The cursus honorum of Crispinus can be reconstructed from an inscription in Lambaesis. If we can trust the order of offices on this inscription to reflect the order they were held, his first recorded office was sevir equitum Romanorum of the annual review of the equites at Rome. Then came his membership in the quattuorviri viarum curandarum, one of the four boards that comprise the Vigintiviri, a preliminary and required first step toward gaining entry into the Roman Senate. He then received a commission as a military tribune with Legio IX Hispana, then stationed in Roman Britain; Anthony Birley dates this to the mid-120s. At this point Crispinus became a quaestor, and was assigned to assist in the administration of the province of Macedonia.
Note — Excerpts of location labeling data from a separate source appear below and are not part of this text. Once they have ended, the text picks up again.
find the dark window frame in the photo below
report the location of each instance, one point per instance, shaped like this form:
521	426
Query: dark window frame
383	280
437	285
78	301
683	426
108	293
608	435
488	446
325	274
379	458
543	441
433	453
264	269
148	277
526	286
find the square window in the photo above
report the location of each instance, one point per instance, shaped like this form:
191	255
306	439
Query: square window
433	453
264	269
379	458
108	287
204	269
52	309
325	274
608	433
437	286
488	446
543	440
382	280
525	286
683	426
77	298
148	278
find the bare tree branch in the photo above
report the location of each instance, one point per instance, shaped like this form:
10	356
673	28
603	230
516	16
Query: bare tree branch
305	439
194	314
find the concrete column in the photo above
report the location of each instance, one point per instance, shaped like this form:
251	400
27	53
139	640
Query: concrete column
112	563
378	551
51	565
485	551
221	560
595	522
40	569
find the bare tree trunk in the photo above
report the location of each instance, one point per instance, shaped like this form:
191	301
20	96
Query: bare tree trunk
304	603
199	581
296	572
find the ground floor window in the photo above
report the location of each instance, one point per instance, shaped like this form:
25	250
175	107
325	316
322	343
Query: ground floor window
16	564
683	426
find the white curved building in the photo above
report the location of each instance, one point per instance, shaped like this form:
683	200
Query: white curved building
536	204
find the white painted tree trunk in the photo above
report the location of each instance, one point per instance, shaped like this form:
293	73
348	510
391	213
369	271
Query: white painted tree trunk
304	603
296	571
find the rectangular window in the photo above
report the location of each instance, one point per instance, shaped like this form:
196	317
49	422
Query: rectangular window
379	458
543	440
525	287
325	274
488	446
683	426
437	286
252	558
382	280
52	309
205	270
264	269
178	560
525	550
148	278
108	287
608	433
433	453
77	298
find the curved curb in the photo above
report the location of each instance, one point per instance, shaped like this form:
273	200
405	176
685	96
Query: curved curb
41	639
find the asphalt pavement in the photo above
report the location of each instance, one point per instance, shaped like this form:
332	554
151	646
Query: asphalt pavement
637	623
This was followed by the traditional Republican offices of plebeian tribune and praetor; the last is dated around the year 135 at the latest.

Once he left the office of praetor, Crispinus then served as juridicus, or judge, in Asturia and Gallaecia, around the years 136 through 138, then he was commissioned as legatus legionis or commander of Legio I Italica from c. 146 to c. 150. Crispinus was allocated Gallia Narbonensis, which he governed in 144/145, then he was given a second commission to command another legion, III Augusta, from around 146 up until his consulate, which was likely 150.

Crispinus' career after his consulate is a blank; it is yet unknown how much longer he lived.